Opportunity – The Buckeyes have a chance for the first time in nearly six seasons to put their stamp on other teams because of depth up front. They might actually have the ability and depth to rotate bodies and wear down a defense. The Buckeyes also project to have enough quickness (again for the first time in seemingly forever) to execute screen plays. Though this scenario might cause a few more excitable fans to pass out in sheer ecstasy, imagine what could happen if Brandon Joe received a pass with three offensive linemen out front and tailback Lydell Ross guarding his backside. It could happen.
Threat – Injury. Coaches never want to see offensive linemen go down. Barton's absence hurt the team in the spring. Just when it appeared he was fully recovered, he was injured once again. Were this to happen with Sims or Mangold – expected to be the leaders of the line – it could spell disaster.
Strength – Even without Louis Irizarry, Ryan Hamby looks to be a serious pass catching threat off of the line. Jason Caldwell also has solid quickness and decent hands, having spent his career thus far as a great athlete who has struggled to become a fine football player. Manning the H-Back, Stan White, Jr., has shown excellent hands and a desire to improve.
Weakness – This unit lacks depth going into the fall. Only Ryan Hamby is really ready to start, but Ohio State runs a multitude of two-tight end sets. Irizarry's irresponsible decisions tremendously damaged this team's offense. At least one freshman out of the pair of Rory Nicol or Chad Hoobler is likely to start unless Caldwell or White can prove their readiness. Hoobler lacks the weight and might ideally be redshirted. Nicol is at least physically large enough to possibly contribute immediately, but will he have the maturity or blocking skills?
Opportunity – If the Buckeyes can begin using the tight end more as a weapon, it will take tremendous pressure off of the young line and quarterbacks. Defenses will be less inclined to ‘bring the house' if in doing so they unleash a 6'4", 260lb man into their secondary.
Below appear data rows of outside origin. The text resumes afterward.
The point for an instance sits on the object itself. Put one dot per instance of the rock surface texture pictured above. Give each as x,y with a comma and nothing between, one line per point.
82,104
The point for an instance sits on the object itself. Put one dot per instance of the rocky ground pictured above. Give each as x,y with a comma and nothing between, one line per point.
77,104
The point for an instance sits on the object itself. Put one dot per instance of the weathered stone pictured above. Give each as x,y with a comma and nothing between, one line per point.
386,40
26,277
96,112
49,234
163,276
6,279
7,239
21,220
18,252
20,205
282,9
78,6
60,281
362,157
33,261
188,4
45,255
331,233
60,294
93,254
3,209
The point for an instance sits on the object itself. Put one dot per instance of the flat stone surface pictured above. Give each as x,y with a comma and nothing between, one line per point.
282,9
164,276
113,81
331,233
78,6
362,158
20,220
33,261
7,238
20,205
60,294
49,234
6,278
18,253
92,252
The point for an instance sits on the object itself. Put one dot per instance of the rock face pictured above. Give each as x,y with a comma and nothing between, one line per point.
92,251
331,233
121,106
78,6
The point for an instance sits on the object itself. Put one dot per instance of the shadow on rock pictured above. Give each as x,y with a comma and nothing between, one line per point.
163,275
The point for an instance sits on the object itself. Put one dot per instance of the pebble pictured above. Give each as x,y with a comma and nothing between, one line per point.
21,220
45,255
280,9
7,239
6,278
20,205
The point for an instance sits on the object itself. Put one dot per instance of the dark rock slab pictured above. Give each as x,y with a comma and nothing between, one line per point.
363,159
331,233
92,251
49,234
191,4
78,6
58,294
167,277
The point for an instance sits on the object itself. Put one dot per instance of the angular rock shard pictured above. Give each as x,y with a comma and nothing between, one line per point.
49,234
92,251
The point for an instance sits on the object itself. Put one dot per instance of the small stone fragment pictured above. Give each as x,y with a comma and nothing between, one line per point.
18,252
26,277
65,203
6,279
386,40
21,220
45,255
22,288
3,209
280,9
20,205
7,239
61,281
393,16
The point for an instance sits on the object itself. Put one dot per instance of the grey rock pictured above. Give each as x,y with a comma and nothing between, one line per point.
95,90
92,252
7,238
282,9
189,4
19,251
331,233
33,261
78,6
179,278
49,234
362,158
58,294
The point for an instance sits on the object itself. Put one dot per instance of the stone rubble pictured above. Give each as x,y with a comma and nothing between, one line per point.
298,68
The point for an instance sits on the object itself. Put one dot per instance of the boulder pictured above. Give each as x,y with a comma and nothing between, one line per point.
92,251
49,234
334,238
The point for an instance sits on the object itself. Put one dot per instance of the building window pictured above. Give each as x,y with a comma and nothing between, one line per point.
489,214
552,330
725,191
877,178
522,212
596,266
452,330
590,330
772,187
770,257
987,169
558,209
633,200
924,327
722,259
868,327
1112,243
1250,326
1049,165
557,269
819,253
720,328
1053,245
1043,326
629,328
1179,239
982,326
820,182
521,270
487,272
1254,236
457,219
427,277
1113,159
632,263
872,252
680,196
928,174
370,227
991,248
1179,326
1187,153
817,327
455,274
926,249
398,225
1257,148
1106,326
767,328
Threat – Injury. Fans will shudder every time Ryan Hamby goes down in a pile. It would have been one thing to have both he and Irizarry with some young players behind them vying for playing time. It is quite another with Irizarry already gone and only Hamby left from what was a strong position with solid depth in 2003.
Overall, this offense has talent, but so many questions remain that I am not certain the widespread optimism seen in Buckeyedom is warranted. Logically, it is tremendously difficult to come up with reasons why this year's offense will be better than the last group when Ben Hartsock, Craig Krenzel, Drew Carter, Michael Jenkins, Chris Gamble, Alex Stepanovich, Shane Olivea, and Adrien Clarke were all drafted in 2004. For those lacking math skills, that group accounts for 7 of the 11 opening day starters for Ohio State in 2003.
I expect the offense to struggle early. Louis Irizarry's loss is going to hurt. He was someone that opposing defenses were going to have to scheme around. With his absence, they will now have the luxury of focusing more manpower on Santonio Holmes and Roy Hall.
Ultimately though, this offense will go as far as its running game will take it. If Brandon Joe, Lydell Ross, and one of the freshman tailbacks can step up and put some bite back into what was an anemic rushing attack in 2003, then teams will have to respect the Buckeyes on the ground. Justin Zwick and the wideouts will then have a legitimate opportunity to showcase their wares through the air.